A l’époque, JMJ sort à peine du GRM (Groupe de recherches musicales) dirigé par Pierre Schaeffer. Il a 20 ans. Il est fasciné par cet enseignement de l’électro-acoustique, dont il compare le travail sur la matière à l’approche abstraite d’un Jackson Pollock en peinture. «Pierre Schaeffer m’a appris que la musique ne se réduisait pas à une suite d’harmonies, mais à des textures. Que la différence entre un bruit et un son était une histoire de geste.»

 

Le RMI

Le RMI

Le RMI

 

Sous le «Digisequencer Geiss», pièce unique commandée en 1978 à l’ingénieur Michel Geiss, le RMI serait l’un des premiers synthétiseurs à fréquences additives, nous apprend Jarre. En mettant des cales, comme des pinces à linge, il est possible de produire des boucles – en mode aléatoire ou non. Jean Michel Jarre s’est acheté la chose en 1975 avec les droits d’auteur des Mots bleus écrit pour Christophe. «C’est sur cet instrument que j’ai composé Oxygène.Contrairement à ce que faisaient Kraftwerk ou Tangerine Dream, j’étais obsédé que les sons ne sonnent jamais pareils.» L’instrument fait face à un Eminent 310, instrument hollandais caractéristique d’Oxygène, avec son système d’écho-delay repris sur bande, qui donne son côté spatial à Oxygène. Pourtant, nous dit JMJ, c’est un album fait pour «la biosphère plutôt que la stratosphère».

 

L'ARP 2500

L'ARP 2500

L’ARP 2500

 

Là encore, bonne chance pour s’y retrouver. Des fiches, des branchements. «L’intérêt d’un synthétiseur, dit Jean Michel Jarre, c’est de créer ses sons. Avant que ça ne devienne des cartes à sons, il n’y avait rien quand on les recevait. Cela les a coupés d’un public. Pourtant, ça se fait de manière intuitive, en rentrant dedans, en essayant. Au bout d’une heure, je suis sûr que vous arriveriez à quelque chose.» Merci du compliment. Mais ça ne répond toujours pas à la question : comment s’y retrouve-t-on ? «Pour ma part, je procédais avec des polaroïds pour mémoriser mes réglages.»

 

 

 

 

 

 

L'AKS

L'AKS

L’AKS

Trois espèces de valises «James Bond» font face à Jean Michel Jarre – une fois retourné, le couvercle fait office de clavier tactile. Elles sont plusieurs, parce qu’elles ne disposent pas de mémoire. Ces machines, qui ressemblent à des jeux de bataille navale avec leurs pions de couleur, n’accueillent chacune qu’un son programmé.

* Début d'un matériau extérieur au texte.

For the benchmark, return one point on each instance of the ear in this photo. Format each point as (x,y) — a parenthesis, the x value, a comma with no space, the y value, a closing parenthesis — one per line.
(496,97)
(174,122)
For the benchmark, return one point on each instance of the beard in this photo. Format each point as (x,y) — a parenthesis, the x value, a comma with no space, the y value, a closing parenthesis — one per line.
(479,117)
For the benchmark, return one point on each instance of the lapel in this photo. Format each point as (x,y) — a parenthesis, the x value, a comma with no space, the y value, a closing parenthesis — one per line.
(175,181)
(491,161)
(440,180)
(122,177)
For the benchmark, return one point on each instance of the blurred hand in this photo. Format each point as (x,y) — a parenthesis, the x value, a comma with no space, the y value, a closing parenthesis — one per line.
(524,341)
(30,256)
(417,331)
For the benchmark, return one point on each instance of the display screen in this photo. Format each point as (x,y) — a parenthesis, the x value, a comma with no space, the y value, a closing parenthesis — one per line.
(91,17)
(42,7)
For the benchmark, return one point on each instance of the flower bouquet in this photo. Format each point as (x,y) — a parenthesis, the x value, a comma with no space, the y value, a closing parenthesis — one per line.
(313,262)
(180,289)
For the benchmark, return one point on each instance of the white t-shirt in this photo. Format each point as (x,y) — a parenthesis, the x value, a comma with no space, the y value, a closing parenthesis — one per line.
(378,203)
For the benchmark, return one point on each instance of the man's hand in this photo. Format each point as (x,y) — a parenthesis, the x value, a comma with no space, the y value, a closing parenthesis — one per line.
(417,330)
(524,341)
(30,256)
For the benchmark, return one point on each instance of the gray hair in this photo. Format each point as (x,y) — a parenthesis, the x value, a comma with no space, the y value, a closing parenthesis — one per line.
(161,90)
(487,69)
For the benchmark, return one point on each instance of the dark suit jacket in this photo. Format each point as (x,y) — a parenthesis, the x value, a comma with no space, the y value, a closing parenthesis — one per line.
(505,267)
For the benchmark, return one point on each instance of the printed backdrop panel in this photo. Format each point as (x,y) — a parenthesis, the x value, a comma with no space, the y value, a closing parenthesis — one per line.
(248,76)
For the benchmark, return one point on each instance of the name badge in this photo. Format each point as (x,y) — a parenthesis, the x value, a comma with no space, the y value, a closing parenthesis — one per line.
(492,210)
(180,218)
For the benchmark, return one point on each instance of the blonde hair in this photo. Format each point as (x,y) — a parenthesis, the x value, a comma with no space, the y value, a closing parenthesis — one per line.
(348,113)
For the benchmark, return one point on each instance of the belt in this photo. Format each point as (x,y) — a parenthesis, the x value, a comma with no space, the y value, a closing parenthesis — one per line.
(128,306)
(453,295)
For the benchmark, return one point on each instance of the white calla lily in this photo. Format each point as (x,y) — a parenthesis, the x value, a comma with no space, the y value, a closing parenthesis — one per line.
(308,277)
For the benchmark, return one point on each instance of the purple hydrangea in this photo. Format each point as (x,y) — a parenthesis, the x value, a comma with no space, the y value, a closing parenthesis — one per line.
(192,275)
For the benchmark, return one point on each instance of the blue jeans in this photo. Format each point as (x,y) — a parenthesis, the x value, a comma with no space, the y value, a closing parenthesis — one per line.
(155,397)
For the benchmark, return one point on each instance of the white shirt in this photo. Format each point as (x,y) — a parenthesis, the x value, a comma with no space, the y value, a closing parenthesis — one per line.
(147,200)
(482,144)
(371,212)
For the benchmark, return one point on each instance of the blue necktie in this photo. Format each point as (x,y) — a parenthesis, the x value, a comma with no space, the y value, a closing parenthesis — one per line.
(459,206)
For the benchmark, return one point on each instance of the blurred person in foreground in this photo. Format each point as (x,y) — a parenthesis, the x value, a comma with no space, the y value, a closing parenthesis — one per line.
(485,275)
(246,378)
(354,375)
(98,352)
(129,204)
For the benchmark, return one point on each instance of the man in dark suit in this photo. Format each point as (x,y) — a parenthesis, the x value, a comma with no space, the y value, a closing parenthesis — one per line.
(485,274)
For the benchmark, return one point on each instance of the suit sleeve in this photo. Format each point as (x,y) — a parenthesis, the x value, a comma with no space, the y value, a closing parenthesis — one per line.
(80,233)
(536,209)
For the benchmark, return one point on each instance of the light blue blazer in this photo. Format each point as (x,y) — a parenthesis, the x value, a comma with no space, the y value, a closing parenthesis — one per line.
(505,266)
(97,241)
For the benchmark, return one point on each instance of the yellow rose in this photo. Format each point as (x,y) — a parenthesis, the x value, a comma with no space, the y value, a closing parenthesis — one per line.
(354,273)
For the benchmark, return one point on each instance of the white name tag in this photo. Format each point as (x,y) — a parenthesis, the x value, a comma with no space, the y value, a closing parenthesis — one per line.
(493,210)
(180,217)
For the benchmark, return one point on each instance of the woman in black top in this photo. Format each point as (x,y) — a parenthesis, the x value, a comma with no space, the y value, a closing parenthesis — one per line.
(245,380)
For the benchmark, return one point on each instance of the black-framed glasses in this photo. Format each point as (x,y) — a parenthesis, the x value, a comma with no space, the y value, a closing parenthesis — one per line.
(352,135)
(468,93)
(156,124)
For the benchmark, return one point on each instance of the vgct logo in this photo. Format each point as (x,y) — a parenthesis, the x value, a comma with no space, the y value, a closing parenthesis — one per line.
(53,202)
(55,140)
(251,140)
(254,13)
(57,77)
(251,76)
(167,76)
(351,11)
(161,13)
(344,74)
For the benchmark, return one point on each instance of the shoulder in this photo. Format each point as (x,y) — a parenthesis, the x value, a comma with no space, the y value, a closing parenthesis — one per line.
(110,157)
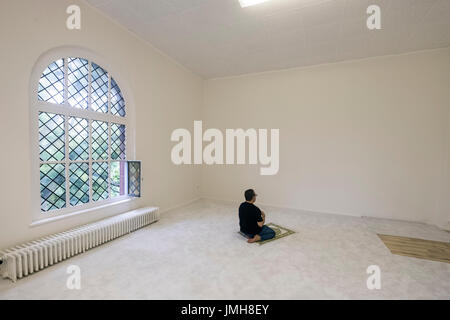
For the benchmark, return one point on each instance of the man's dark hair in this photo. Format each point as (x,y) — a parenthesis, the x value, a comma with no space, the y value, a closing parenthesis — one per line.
(249,194)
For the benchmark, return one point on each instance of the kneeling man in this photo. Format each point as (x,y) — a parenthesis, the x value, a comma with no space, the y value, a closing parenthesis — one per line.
(252,219)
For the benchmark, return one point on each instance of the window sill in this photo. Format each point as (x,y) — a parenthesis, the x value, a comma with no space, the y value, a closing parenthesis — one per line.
(76,213)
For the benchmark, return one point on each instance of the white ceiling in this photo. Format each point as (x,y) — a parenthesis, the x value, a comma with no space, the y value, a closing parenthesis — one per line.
(216,38)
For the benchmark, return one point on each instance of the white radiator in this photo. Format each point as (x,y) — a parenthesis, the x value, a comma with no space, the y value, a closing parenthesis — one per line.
(33,256)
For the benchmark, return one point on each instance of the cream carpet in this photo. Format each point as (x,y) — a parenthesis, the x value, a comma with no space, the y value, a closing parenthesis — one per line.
(195,252)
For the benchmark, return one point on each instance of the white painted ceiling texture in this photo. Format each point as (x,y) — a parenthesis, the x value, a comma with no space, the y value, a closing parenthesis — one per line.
(217,38)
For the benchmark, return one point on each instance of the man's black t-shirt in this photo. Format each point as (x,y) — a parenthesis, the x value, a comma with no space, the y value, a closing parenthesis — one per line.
(249,216)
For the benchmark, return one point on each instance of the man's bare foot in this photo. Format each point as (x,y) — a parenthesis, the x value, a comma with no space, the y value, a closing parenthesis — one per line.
(254,239)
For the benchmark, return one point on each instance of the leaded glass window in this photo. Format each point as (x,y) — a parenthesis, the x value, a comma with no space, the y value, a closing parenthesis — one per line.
(82,147)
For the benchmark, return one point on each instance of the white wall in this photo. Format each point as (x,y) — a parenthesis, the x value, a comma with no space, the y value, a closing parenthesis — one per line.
(165,96)
(364,138)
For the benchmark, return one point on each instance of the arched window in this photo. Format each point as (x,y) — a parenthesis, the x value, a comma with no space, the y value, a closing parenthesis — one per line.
(82,137)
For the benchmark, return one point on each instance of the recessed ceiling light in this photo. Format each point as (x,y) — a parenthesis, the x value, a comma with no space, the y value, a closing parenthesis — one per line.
(248,3)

Actionnés à l’aide de gros curseurs, des sons d’avions et de vent en sortent comme des vagues. A nouveau, il est question de geste. «Comme un chorus de guitare, il n’y a pas là l’effet pattern de l’ordinateur. On le joue à la main. C’est ce qu’on a essayé depuis de faire avec une souris d’ordinateur. Mais l’intérêt de tous ces instruments est de provoquer des allers-retours entre la main et le cerveau.» Même pas besoin de parler d’héritage (Air, Sébastien Tellier, etc.) ou de l’échec du numérique à avoir inventé ses instruments, JMJ poursuit: «Comme tout jeune groupe de rock rêve de se procurer une Fender Telecaster d’origine, ces instruments sont revenus dès lors qu’on s’est aperçu qu’on n’avait pu les reproduire. Comme les Stradivarius vers lesquels on revient toujours quatre siècles après, il y a là un savoir-faire, un secret qu’on n’a pu retrouver.»

 

 

 

Le Mellotron

Le Mellotron

Le Mellotron

La bête pèse pas moins de 400 kg. Dessus, Moody Blues et autres Beatles ont commis quelques succès (Strawberry Fields Forever). A côté d’un Moog arraché une petite fortune (10 000 dollars) quand les Japonais débarquent avec leurs DX7, provoquant le déclin de Robert Moog, ce Mellotron peut être vu comme l’ancêtre du sampleur. Le principe : chaque touche déclenche un son préenregistré sur une bande – trois possibilités de son par touche, flûtes, etc. -, et la bande tourne encore sept secondes une fois la touche lâchée. Quand il en a fait le tour, Jean Michel Jarre a envoyé ses propres sons au fabricant pour qu’il les intègre à l’instrument. Ça, c’était bien avant que les Japonais du DX7 ne lui piquent ses sons. «Il n’y a pas de copyrights là-dessus.»